M. Henri Emmanuelli. Autant proposer de rétablir l’ISF actuel. On diminue les recettes, et dans le même temps on s’engage à les augmenter.

M. Charles de Courson. Pour trouver 3 milliards d’euros de réduction supplémentaire des dépenses fiscales, on pourrait par exemple inclure les œuvres d’art dans l’assiette de l’ISF.

M. le président Jérôme Cahuzac. Il serait en effet satisfaisant de veiller à ce que la réforme de la fiscalité du patrimoine soit financée intégralement, et ne contribue pas à accroître le déficit budgétaire.

M. le rapporteur général. Nous verrons cela lors de la commission mixte paritaire.

La Commission adopte l’amendement, ainsi que l’amendement rédactionnel CF 8 du rapporteur général.

Elle adopte ensuite l’article unique de la proposition de résolution et l’ensemble de celle-ci ainsi modifiés.

AMENDEMENTS EXAMINÉS PAR LA COMMISSION

Amendement n° CF-1 présenté par M. Gilles Carrez

Article unique

À l’alinéa 16, substituer au mot : « devra », le mot : « doit ».

Amendement n° CF-2 présenté par M. Gilles Carrez

Article unique

À l’alinéa 17, substituer au mot : « indispensables », le mot : « nécessaires ».

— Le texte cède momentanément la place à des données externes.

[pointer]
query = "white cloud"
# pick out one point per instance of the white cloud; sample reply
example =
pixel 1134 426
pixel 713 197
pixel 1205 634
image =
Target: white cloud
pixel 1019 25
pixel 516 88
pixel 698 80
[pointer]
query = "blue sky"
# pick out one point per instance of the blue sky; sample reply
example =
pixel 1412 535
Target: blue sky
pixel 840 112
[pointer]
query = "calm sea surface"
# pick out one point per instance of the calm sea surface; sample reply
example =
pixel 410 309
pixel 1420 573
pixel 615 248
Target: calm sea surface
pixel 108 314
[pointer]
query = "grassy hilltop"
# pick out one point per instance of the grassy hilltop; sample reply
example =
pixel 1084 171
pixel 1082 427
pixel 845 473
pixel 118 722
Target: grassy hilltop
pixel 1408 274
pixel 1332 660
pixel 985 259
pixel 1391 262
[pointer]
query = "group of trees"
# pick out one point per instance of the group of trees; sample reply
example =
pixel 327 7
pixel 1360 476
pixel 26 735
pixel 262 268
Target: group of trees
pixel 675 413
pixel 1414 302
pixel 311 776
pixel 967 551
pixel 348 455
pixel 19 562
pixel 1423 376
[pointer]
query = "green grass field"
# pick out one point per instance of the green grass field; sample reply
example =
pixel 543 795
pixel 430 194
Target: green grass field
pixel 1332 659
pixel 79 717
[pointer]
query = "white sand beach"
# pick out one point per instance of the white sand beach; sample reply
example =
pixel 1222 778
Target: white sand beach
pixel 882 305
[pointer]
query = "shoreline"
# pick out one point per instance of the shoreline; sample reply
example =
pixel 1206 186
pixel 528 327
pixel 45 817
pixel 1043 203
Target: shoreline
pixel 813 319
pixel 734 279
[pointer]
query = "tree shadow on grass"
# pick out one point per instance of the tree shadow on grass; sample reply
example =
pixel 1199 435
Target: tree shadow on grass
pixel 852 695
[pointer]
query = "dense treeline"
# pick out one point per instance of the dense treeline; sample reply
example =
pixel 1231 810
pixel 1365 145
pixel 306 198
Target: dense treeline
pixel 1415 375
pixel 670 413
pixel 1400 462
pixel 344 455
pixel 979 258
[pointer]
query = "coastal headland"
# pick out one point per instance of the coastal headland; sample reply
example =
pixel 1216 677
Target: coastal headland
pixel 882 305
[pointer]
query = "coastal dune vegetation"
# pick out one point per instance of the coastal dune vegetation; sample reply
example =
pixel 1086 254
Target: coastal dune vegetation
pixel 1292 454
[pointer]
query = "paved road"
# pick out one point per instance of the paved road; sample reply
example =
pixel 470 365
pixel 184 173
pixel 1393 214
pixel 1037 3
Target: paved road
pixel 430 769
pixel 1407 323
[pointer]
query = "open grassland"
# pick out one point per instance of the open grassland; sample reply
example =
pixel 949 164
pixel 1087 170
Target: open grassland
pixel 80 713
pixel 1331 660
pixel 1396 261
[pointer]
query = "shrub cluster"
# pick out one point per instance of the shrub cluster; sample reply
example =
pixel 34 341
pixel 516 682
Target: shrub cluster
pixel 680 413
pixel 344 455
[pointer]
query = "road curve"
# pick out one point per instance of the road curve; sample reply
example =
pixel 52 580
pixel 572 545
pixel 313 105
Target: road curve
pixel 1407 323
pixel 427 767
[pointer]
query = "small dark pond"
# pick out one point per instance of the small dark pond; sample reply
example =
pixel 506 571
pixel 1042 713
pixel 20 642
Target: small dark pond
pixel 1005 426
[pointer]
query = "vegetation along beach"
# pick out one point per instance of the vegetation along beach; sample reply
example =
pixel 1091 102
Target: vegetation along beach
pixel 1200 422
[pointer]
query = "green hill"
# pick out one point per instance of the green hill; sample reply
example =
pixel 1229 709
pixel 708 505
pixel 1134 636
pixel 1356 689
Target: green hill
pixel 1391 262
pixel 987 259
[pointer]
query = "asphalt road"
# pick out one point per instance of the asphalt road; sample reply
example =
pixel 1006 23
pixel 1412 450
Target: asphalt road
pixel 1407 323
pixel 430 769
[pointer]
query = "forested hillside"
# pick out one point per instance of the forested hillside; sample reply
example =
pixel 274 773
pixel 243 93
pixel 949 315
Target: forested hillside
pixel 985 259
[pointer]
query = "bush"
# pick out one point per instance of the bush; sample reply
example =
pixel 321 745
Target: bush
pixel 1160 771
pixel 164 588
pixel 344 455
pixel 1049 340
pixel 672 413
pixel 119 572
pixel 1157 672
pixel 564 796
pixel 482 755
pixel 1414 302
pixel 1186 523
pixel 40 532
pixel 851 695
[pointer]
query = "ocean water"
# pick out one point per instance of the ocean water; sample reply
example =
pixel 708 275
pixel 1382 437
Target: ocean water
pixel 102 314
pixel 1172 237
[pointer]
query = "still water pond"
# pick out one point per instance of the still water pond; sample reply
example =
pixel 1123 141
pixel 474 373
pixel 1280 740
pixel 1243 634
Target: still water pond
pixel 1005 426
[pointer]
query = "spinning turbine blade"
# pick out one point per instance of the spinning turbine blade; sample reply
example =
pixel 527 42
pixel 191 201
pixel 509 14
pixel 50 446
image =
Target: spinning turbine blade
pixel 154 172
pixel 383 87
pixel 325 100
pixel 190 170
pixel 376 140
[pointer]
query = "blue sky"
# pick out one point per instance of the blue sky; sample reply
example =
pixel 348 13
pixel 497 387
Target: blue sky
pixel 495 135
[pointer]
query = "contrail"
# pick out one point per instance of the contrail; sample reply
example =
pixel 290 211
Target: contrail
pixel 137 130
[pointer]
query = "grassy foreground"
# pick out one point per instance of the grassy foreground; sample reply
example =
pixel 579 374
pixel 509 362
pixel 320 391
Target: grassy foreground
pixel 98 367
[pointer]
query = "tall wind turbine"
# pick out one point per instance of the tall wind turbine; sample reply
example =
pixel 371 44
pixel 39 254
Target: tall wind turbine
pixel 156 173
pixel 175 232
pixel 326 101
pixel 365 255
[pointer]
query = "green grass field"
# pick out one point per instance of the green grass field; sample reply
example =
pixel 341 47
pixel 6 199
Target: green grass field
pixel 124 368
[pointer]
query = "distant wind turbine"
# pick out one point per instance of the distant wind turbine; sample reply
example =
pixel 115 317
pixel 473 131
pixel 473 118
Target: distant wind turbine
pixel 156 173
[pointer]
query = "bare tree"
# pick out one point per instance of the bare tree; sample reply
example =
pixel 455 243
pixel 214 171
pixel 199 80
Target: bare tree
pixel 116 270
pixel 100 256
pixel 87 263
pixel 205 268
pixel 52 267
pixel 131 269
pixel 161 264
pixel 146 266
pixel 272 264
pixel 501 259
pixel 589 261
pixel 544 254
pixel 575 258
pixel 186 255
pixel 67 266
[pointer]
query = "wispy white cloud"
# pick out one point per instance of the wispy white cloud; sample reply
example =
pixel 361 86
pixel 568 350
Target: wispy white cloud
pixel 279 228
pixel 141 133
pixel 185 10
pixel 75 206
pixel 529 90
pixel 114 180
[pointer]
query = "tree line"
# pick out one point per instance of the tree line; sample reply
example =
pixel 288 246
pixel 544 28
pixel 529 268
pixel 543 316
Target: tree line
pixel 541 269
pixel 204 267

Amendement n° CF-3 présenté par M. Gilles Carrez

Article unique

I.– Après l’alinéa 19, insérer les deux alinéas suivants :

« 8 bis. Constate néanmoins que l’implication du Parlement dans le « semestre européen » est ponctuelle, qu’aucune possibilité d’amendement au programme de stabilité ne lui est ouverte et qu’en conséquence les modalités d’association de la représentation nationale à cette nouvelle procédure doivent évoluer ;

« 8 ter. Demande au Gouvernement que, à l’avenir, un projet de loi de programmation des finances publiques soit déposé au moment où le programme de stabilité est transmis aux institutions communautaires et que son examen se déroule en parallèle de la procédure suivie au niveau communautaire ; »

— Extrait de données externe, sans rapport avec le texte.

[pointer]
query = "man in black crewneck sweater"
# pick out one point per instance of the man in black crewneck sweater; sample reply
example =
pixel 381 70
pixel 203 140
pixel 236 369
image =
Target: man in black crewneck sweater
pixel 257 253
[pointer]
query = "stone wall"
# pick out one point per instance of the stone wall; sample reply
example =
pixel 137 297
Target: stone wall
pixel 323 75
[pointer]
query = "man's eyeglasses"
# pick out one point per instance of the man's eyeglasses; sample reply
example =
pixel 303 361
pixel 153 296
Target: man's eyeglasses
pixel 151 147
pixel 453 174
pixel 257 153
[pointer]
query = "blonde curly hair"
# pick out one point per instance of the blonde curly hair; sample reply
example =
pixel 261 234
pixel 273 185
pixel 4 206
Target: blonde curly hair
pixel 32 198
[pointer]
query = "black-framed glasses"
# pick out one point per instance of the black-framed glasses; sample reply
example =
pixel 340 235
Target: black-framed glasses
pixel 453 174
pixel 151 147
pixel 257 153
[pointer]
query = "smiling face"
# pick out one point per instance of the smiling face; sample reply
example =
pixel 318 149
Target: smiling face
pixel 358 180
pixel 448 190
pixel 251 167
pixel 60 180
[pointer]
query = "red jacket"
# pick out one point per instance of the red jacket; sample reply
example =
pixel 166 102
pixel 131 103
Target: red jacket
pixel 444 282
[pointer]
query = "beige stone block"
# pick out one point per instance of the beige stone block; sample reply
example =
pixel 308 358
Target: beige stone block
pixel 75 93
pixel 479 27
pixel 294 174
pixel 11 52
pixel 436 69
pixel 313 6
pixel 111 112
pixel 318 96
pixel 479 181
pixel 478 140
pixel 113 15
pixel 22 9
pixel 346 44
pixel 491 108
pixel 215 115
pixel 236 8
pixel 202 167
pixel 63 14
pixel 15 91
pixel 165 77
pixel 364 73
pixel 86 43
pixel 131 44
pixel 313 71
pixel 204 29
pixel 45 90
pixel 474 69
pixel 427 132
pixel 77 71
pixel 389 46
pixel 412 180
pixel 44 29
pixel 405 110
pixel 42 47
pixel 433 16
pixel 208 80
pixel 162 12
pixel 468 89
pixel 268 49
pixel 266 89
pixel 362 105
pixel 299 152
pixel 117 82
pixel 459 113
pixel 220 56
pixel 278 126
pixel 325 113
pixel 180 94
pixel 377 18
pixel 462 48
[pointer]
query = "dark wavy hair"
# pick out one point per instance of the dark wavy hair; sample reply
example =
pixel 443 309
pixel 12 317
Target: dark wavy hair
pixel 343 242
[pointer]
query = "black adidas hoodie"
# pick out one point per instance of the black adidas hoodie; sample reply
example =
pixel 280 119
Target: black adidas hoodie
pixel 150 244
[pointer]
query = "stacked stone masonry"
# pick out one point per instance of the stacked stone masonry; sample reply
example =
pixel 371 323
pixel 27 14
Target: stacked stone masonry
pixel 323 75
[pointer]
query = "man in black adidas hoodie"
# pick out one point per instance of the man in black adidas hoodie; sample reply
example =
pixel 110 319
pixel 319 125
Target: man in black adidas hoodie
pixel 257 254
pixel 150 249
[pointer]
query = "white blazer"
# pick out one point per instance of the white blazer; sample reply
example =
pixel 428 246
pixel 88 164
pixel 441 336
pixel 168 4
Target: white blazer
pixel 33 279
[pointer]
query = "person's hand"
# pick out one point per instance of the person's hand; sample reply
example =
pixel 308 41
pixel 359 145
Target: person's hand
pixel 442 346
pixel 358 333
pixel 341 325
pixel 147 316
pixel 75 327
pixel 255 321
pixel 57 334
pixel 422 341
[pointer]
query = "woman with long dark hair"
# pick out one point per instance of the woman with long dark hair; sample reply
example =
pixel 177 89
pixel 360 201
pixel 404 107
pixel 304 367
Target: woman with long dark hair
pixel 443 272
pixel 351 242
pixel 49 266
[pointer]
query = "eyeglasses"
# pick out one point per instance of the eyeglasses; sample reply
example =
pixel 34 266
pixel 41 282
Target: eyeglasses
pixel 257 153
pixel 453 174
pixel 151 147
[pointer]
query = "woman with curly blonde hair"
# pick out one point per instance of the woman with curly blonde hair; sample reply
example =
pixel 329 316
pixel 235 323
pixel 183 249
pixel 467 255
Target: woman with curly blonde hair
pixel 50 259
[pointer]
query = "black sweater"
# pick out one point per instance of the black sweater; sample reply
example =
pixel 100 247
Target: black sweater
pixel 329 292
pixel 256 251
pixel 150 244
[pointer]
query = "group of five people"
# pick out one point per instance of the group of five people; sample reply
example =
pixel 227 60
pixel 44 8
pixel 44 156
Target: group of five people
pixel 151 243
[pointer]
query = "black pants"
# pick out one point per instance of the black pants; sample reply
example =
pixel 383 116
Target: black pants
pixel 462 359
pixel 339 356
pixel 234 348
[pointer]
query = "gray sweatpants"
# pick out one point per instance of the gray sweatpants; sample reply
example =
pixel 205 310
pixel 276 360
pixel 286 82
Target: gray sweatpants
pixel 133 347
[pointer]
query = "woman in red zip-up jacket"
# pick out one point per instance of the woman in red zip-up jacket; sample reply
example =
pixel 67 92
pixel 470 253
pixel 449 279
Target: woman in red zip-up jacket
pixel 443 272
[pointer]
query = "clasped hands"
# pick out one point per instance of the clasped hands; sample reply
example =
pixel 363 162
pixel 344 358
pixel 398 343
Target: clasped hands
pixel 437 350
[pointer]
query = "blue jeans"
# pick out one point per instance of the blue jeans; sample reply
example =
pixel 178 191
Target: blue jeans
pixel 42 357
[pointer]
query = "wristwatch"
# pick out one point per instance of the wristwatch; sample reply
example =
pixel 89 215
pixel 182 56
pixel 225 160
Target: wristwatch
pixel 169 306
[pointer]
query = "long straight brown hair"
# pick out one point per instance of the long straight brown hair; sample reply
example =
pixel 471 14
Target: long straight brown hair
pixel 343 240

II.– En conséquence, à l’alinéa 20, supprimer les mots : « , à cet égard, ».

Amendement n° CF-4 présenté par M. Gilles Carrez

Article unique

À l’alinéa 20, substituer aux mots : « pour 2011-2013 », les mots : « pour les années 2011 à 2014 ».

Amendement n° CF-5 présenté par M. Gilles Carrez

Article unique

À l’alinéa 20, substituer aux mots : « sa détermination totale d’atteindre à brève échéance l’équilibre des finances publiques », les mots : « son entière détermination à ce que les finances publiques atteignent leur équilibre à brève échéance ».

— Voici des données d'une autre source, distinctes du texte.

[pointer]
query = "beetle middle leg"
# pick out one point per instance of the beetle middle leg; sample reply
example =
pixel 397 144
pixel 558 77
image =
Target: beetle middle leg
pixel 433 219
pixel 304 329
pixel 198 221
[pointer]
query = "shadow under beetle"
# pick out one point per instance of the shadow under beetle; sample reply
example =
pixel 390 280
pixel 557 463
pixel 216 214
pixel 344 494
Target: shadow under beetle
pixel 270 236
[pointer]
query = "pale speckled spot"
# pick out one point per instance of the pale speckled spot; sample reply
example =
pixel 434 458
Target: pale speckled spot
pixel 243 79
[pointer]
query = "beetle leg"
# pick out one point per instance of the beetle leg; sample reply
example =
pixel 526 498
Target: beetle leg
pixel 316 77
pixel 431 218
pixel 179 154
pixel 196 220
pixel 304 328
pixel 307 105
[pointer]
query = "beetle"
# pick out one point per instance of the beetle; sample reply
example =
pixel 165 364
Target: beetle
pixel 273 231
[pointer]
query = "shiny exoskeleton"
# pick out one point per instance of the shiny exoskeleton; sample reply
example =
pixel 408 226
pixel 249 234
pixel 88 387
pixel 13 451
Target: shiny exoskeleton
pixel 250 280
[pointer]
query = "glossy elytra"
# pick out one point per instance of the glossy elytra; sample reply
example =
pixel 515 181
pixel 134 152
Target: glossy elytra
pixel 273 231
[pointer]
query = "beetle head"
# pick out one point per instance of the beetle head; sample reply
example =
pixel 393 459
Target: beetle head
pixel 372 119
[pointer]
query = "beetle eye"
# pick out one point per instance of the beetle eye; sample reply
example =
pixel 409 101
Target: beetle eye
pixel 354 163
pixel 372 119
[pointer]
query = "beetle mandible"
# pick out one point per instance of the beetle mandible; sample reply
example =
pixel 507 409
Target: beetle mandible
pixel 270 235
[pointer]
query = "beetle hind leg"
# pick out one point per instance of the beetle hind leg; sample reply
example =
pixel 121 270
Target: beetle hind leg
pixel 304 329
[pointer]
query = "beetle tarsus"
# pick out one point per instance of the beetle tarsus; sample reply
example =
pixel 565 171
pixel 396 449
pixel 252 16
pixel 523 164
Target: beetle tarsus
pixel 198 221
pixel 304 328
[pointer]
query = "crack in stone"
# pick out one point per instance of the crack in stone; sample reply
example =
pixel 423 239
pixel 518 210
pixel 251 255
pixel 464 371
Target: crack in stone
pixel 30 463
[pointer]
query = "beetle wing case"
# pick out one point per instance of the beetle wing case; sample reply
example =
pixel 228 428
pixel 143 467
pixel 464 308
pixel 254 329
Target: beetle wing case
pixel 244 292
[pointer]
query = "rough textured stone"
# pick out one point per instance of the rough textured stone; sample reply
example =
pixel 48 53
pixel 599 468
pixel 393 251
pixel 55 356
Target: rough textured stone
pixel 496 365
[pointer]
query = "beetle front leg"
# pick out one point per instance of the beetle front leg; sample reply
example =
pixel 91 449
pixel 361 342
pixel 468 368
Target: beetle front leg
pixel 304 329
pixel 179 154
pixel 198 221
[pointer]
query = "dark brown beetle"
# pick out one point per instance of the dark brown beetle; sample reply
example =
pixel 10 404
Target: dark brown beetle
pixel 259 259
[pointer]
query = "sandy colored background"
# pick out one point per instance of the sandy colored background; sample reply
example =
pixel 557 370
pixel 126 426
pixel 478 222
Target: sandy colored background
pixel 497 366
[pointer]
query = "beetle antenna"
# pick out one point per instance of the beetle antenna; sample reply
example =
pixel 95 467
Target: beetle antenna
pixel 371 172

Amendement n° CF-6 présenté par M. Gilles Carrez

Article unique

À l’alinéa 22, substituer au mot : « devront », le mot : « doivent ».

Amendement n° CF-7 présenté par M. Gilles Carrez

Article unique

Après l’alinéa 24, insérer les trois alinéas suivants :

« 13 bis. Constate néanmoins, comme le fait la Commission européenne, que les mesures nouvelles annoncées jusqu’à présent par le Gouvernement sont insuffisantes pour atteindre l’objectif de déficit public de 4,6 % de PIB en 2012 ;

« 13 ter. Estime que cet objectif nécessite de réaliser, par rapport à la programmation du Gouvernement, une réduction supplémentaire des dépenses fiscales de 3 milliards d’euros et une économie supplémentaire de 2 milliards d’euros sur les dépenses budgétaires ;

« 13 quater. Demande, en conséquence, au Gouvernement de préciser, dès le débat d’orientation des finances publiques, l’effort, en dépenses et en recettes, qu’il vise pour l’exercice 2012, ainsi que le détail des mesures nouvelles qui en découlent ; ».

Amendement n° CF-8 présenté par M. Gilles Carrez

Article unique

À l’alinéa 26, substituer aux mots : « politiques économiques », les mots : « politique économique ».

Amendement n° CF-9 présenté par M. Louis Giscard d’Estaing

Article unique

À l’alinéa 16, substituer aux mots : « démocratiques approfondis », le mot : « parlementaires ».